In 1986, Senator Kennedy traveled to Chile to observe human rights conditions. The Pinochet government refused to meet with him and actively tried to obstruct his meetings with human rights and religious leaders. Four years later, Senator Kennedy returned to witness the swearing-in of Chile's democratically-elected President and has continued working closely with Chile, and President Bachelet, as they have become a thriving democratic ally of the United States.
From the Huffington Post:
John McCain, who has harshly criticized the idea of sitting down with dictators without pre-conditions, appears to have done just that.

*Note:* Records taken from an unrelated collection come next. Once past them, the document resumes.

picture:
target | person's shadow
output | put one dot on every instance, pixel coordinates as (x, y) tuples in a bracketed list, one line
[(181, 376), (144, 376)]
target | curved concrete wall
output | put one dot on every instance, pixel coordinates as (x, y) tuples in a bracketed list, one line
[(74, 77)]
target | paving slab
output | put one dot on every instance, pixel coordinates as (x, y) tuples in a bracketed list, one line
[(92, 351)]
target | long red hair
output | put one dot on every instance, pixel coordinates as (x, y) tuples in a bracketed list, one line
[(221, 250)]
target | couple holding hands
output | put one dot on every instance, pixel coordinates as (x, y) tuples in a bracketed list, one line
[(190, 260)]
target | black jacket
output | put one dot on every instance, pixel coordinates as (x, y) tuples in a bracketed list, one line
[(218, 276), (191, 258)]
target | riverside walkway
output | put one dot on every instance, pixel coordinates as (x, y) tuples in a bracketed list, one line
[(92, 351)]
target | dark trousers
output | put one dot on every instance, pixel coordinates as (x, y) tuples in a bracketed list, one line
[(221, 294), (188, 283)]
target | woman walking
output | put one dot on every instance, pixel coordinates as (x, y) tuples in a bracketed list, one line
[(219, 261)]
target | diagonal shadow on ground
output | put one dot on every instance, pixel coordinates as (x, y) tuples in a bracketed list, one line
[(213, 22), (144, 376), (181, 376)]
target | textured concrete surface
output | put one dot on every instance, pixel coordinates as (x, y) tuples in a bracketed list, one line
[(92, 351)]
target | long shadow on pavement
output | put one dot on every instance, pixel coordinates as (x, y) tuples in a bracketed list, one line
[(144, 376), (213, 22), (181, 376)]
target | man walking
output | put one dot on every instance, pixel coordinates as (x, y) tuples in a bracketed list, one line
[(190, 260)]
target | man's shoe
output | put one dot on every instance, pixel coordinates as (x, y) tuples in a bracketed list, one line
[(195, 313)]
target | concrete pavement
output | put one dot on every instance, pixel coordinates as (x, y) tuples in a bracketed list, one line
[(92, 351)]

In 1985, McCain traveled to Chile for a friendly meeting with Chile's military ruler, General Augusto Pinochet, one of the world's most notorious violators of human rights credited with killing more than 3,000 civilians and jailing tens of thousands of others.

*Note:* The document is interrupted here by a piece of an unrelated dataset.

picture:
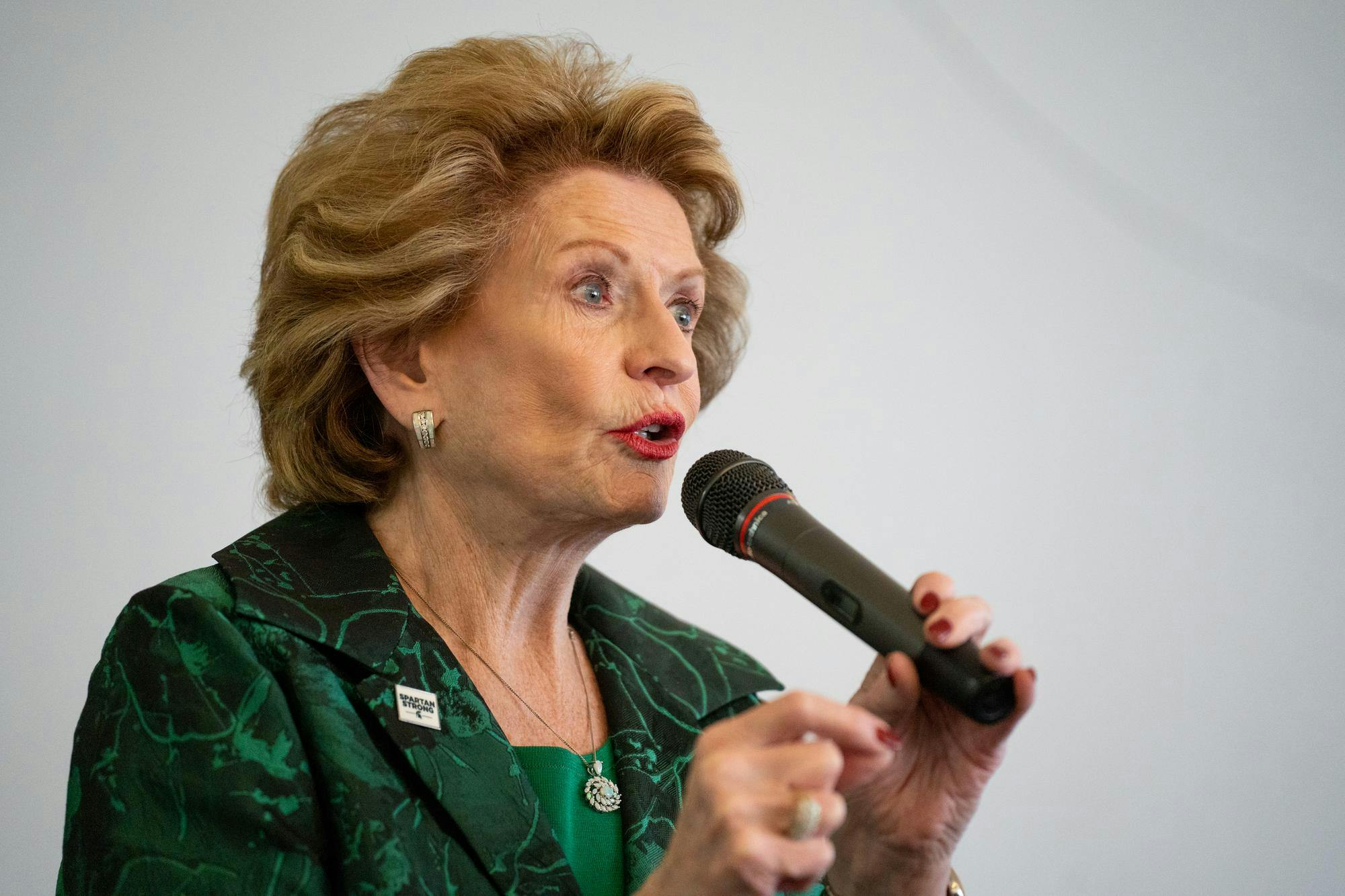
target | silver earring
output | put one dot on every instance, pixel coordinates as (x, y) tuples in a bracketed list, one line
[(423, 421)]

The private meeting between McCain and dictator Pinochet has gone previously un-reported anywhere.
According to a declassified U.S. Embassy cable secured by The Huffington Post, McCain described the meeting with Pinochet "as friendly and at times warm, but noted that Pinochet does seem obsessed with the threat of communism." McCain, a member of the House Foreign Affairs Committee at the time, made no public or private statements critical of the dictatorship, nor did he meet with members of the democratic opposition in Chile, as far as could be determined from a thorough check of U.S. and Chilean newspaper records and interviews with top opposition leaders.....
At the time of McCain's meeting with Pinochet, Chile's democratic opposition was desperately seeking support from democratic leaders around the world in an attempt to pressure Pinochet to allow a return to democracy and force a peaceful end to the dictatorship, already in its 12th year. Other U.S. congressional leaders who visited Chile made public statements against the dictatorship and in support of a return to democracy, at times becoming the target of violent pro-Pinochet demonstrations.
Senator Edward Kennedy arrived only 12 days after McCain in a highly public show of support for democracy. Demonstrators pelted his entourage with eggs and blocked the road from the airport, so that the Senator had to be transported by helicopter to the city, where he met with Catholic church and human rights leaders and large groups of opposition activists.
Mark Schneider, a foreign policy aide and former State Department human rights official who organized Kennedy's trip, said he had no idea McCain had been there only days before. "It would be very surprising and disappointing if Senator McCain went to Chile to meet with a dictator and did not forcefully demand a return to democracy and then to publicly call for a return to democracy," Schneider said.
Surprising? I'm not surprised at much anymore.
The links between Chile and the USA are endless-I can really only write about a few each time. I believe Chile under Pinochet was an immense planned experiment of privatization under Friedman 'free market" economics and the tactics practiced to get the Chilean people to behave-a combination of starving the people under Allende(military kept the food on the docks and out of the stores) and feeding them under the Pinochet dictatorship. A Chilean friend told me that on the day of the coup, four hours later, food was in all the stores. "FOUR HOURS!" she said. It all worked very nicely. Behave and you get to eat. If you still won't behave, you'll disappear. Thanks to Friedman's "miracle", corporations have control of utilities, education, and even rivers. And there was no economic miracle.
“You, Senator Kennedy, were such a friend to Chile in our hour of need,” said Bachelet as she delivered the award. "You were there for us when human rights were being massively and systematically violated … You understood what was happening from the very beginning ... and you acted accordingly."